Surviving the Debt Crisis
Katie Lopez/KGBT-TV (NBC/Brownsville, TX)
2 December 2011
Craig Miller never thought he would face the challenges he is met with today.
“It has now come down to, do I eat today or do I pay a creditor?
” Legally blind and unemployed—Miller found his debt increasing as he struggled with this decision.
"Just being unemployed and not getting a job quick enough just escalated the debt...to where you just couldn't keep up anymore," Miller explained.
With nowhere to turn, Miller said he continued to endure the dozens of harassing phone calls from debt collectors day in and day out.
"You have no self worth anymore,” Miller told Action 4 News. “It's really disheartening to deal with it on a seven day basis because they do it on Saturday and Sundays too."

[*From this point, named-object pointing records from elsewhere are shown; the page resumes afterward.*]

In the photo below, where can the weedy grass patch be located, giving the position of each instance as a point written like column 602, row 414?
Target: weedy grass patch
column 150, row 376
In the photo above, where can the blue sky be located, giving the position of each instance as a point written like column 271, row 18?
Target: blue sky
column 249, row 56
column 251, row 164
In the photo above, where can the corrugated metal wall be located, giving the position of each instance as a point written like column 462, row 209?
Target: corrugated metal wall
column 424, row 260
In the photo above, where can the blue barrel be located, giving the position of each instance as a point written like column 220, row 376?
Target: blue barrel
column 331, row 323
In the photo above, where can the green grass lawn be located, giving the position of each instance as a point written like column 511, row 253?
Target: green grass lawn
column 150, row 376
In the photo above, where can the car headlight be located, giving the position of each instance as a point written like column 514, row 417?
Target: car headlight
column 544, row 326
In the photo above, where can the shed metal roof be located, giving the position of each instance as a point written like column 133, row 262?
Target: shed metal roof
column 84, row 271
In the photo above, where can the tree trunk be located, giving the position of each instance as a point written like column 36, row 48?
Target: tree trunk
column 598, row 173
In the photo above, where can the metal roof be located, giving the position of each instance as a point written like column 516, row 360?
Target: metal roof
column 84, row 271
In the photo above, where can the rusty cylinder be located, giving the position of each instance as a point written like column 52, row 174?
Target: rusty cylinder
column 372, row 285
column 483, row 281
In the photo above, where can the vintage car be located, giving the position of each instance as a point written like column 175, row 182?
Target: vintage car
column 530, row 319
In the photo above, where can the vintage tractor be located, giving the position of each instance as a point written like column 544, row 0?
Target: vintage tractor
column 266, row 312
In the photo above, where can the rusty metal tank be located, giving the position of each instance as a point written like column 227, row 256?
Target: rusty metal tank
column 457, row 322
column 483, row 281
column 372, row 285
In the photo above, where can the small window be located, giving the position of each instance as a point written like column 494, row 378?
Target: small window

Unfortunately, Miller’s reality is the same for many Americans. With the unemployment rate still high and mounting debt growing---many believe there is no way to avoid the debt collectors harassing phone calls.
In the state of Texas, however, there is a way.
"They can't harass you, abuse you, or use foul language,” Marla Lutz, with GreenPath Debt Solutions, explained. “If they do you can file a complaint against them with the Federal Trade Commission."
The reason debt collectors harass people, Lutz said, is because they do not know their rights.
"There's a law that states if you write them a letter and ask them to stop calling you they have to stop calling you," Lutz said.
She said there are simple do’s and don’ts when dealing with debt collectors. Lutz said the most important thing a person needs to do is find out what their rights are and if they get those harassing phone calls—simply write a letter to the creditor and tell them to stop.
She added, when a person works out an agreement with a credit agency they need to make sure and get it in writing.
Lutz said a person should never ignore a creditor, give out their bank account number, or give a post dated check.
She said, if you live in Texas and your debt is more than four years old…."If it's over four years old they can no longer collect on the debt. You can always write them a letter stating that.
“But adds, while they can longer collect on the debt it does stay on the a person’s credit report for seven years.